By her direction he held the tub with the hole upward, and while he went through the process of alternately pressing and ceasing to press she produced a bottle of water, from which she took mouthfuls, then putting her pretty lips to the hole, where it was sucked in at each recovery of the cask from pressure. When it was again full he plugged the hole, knocked the hoop down to its place, and buried the tub in the lumber as before.

“Aren’t the smugglers afraid that you will tell?” he asked as they recrossed the church-yard.

“Oh no; they are not afraid of that. I couldn’t do such a thing.”

“They have put you into a very awkward corner,” said Stockdale, emphatically. “You must, of course, as an honest person, sometimes feel that it is your duty to inform—really, you must.”

“Well, I have never particularly felt it as a duty; and, besides, my first husband—” She stopped, and there was some confusion in her voice. Stockdale was so honest and unsophisticated that he did not at once discern why she paused; but at last he did perceive that the words were a slip, and that no woman would have uttered “first husband” by accident unless she had thought pretty frequently of a second. He felt for her confusion, and allowed her time to recover and proceed. “My husband,” she said, in a self-corrected tone, “used to know of their doings, and so did my father, and kept the secret. I cannot inform, in fact, against anybody.”

“I see the hardness of it,” he continued, like a man who looked far into the moral of things. “And it is very cruel that you should be tossed and tantalized between your memories and your conscience. I do hope, Mrs. Newberry, that you will soon see your way out of this unpleasant position.”

“Well, I don’t just now,” she murmured.

By this time they had passed over the wall and entered the house, where she brought him a glass and hot water, and left him to his own reflections. He looked after her vanishing form, asking himself whether he, as a respectable man, and a minister, and a shining light, even though as yet only of the halfpenny-candle sort, were quite justified in doing this thing. A sneeze settled the question; and he found that when the fiery liquor was lowered by the addition of twice or thrice the quantity of water, it was one of the prettiest cures for a cold in the head that he had ever known, particularly at this chilly time of the year.

Stockdale sat in the deep chair about twenty minutes sipping and meditating, till he at length took warmer views of things, and longed for the morrow, when he would see Mrs. Newberry again. He then felt that, though chronologically at a short distance, it would, in an emotional sense, be very long before to-morrow came, and walked restlessly round the room. His eye was attracted by a framed and glazed sampler in which a running ornament of fir-trees and peacocks surrounded the following pretty bit of sentiment:

“Rose-leaves smell when roses thrive,

Here’s my work while I’m alive;

Rose-leaves smell when shrunk and shed,

Here’s my work when I am dead.

“Lizzy Simpkins. Fear God. Honor the King. Aged 11 years.”

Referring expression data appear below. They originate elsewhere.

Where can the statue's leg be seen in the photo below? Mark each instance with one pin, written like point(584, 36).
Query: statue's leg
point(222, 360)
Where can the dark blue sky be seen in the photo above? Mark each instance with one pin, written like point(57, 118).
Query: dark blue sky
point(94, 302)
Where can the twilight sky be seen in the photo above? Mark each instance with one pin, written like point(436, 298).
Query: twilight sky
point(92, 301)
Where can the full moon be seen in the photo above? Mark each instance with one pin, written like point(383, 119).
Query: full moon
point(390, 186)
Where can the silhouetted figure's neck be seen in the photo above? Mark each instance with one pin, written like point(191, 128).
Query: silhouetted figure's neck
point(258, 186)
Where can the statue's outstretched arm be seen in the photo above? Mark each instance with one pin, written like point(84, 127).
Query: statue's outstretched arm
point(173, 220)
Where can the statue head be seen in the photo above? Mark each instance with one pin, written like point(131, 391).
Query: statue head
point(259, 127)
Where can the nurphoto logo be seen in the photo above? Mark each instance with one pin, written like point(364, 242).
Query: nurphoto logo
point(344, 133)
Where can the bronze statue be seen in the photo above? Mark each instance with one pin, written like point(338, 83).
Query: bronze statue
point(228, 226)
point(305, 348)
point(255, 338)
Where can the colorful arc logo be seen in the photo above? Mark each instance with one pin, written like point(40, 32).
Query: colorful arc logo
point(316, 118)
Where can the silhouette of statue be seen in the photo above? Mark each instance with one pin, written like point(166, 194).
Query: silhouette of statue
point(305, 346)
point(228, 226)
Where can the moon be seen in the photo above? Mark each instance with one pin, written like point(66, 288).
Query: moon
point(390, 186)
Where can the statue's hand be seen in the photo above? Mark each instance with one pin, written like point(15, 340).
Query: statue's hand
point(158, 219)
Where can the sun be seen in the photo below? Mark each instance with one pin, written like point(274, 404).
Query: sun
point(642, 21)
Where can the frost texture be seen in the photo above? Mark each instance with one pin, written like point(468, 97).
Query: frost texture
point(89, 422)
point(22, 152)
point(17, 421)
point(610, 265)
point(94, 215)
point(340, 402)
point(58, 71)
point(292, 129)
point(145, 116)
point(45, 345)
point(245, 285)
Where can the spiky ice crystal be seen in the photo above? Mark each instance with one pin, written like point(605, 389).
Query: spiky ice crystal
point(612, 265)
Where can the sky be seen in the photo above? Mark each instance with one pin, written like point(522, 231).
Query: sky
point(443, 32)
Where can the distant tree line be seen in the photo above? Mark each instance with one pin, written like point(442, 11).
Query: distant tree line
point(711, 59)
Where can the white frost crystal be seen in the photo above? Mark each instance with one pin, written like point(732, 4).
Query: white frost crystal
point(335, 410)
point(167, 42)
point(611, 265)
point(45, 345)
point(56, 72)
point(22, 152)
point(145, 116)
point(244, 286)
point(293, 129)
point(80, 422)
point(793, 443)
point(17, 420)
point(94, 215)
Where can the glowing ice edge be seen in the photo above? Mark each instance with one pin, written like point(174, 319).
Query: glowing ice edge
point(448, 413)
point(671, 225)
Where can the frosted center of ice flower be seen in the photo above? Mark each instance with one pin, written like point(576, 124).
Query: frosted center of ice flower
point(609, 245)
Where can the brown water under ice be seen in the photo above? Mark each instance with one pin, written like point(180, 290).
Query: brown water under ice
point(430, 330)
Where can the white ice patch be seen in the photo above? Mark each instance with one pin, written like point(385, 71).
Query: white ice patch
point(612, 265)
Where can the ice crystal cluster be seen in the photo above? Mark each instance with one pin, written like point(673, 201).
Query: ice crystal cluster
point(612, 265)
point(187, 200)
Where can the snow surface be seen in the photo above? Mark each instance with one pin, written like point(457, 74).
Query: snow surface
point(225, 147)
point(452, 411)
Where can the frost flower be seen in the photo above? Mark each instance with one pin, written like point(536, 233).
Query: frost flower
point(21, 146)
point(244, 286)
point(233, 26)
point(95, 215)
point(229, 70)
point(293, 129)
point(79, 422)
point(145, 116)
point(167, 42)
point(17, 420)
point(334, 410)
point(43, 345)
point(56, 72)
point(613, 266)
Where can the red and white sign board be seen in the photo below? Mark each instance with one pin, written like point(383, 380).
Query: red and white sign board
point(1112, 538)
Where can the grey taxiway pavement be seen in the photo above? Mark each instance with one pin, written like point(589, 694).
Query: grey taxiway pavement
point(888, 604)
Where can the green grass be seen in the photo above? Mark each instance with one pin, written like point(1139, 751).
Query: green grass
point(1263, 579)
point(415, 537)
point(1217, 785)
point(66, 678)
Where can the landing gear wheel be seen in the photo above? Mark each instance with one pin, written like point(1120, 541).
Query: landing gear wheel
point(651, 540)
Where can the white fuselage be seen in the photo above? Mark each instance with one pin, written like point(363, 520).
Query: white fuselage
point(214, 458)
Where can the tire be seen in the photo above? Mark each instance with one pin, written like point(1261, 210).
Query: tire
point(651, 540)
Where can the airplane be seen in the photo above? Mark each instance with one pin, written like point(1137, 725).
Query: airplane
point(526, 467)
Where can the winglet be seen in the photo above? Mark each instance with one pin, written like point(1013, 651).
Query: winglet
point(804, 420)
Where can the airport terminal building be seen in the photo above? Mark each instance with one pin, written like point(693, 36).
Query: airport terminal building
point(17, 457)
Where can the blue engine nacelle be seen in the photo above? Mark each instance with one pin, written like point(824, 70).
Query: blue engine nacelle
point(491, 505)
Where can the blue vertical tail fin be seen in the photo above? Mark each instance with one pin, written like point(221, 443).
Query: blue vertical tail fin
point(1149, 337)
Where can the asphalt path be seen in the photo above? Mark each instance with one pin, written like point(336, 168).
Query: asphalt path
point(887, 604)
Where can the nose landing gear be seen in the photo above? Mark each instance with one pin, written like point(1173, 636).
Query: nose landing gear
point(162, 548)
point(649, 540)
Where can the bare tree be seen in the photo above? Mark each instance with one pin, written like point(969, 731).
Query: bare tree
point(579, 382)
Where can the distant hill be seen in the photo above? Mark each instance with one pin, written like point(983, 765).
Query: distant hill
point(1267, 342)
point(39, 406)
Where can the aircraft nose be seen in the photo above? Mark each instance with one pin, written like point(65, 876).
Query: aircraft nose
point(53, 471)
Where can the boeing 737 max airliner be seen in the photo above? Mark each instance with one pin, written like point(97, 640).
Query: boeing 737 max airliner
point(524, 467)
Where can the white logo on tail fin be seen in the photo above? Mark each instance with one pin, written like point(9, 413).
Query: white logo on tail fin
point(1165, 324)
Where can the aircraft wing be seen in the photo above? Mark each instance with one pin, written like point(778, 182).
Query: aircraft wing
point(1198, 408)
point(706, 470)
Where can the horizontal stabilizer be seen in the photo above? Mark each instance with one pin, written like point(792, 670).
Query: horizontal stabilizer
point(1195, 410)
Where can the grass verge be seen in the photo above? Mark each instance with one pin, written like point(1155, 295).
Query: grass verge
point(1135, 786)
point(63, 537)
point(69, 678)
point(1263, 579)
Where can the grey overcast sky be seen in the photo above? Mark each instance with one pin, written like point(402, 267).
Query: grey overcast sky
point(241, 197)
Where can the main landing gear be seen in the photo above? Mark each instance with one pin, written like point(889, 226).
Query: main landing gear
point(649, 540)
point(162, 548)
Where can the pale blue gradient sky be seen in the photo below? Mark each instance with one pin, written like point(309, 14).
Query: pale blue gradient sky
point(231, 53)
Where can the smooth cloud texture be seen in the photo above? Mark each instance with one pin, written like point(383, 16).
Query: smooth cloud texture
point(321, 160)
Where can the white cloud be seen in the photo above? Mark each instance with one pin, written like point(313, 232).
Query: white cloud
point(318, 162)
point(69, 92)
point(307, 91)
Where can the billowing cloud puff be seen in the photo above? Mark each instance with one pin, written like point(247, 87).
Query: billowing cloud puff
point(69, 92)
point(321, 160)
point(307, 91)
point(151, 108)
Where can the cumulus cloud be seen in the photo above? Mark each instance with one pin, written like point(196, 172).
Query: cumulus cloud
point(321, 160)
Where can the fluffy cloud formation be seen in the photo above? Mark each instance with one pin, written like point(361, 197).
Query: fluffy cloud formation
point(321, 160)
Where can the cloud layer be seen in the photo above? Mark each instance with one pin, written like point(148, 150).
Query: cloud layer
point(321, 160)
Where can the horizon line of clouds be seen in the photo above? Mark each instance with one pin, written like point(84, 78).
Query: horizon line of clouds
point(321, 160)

“’Tis hers,” he said to himself. “Heavens, how I like that name!”

Before he had done thinking that no other name from Abigail to Zenobia would have suited his young landlady so well, tap-tap came again upon the door; and the minister started as her face appeared yet another time, looking so disinterested that the most ingenious would have refrained from asserting that she had come to affect his feelings by her seductive eyes.

“Would you like a fire in your room, Mr.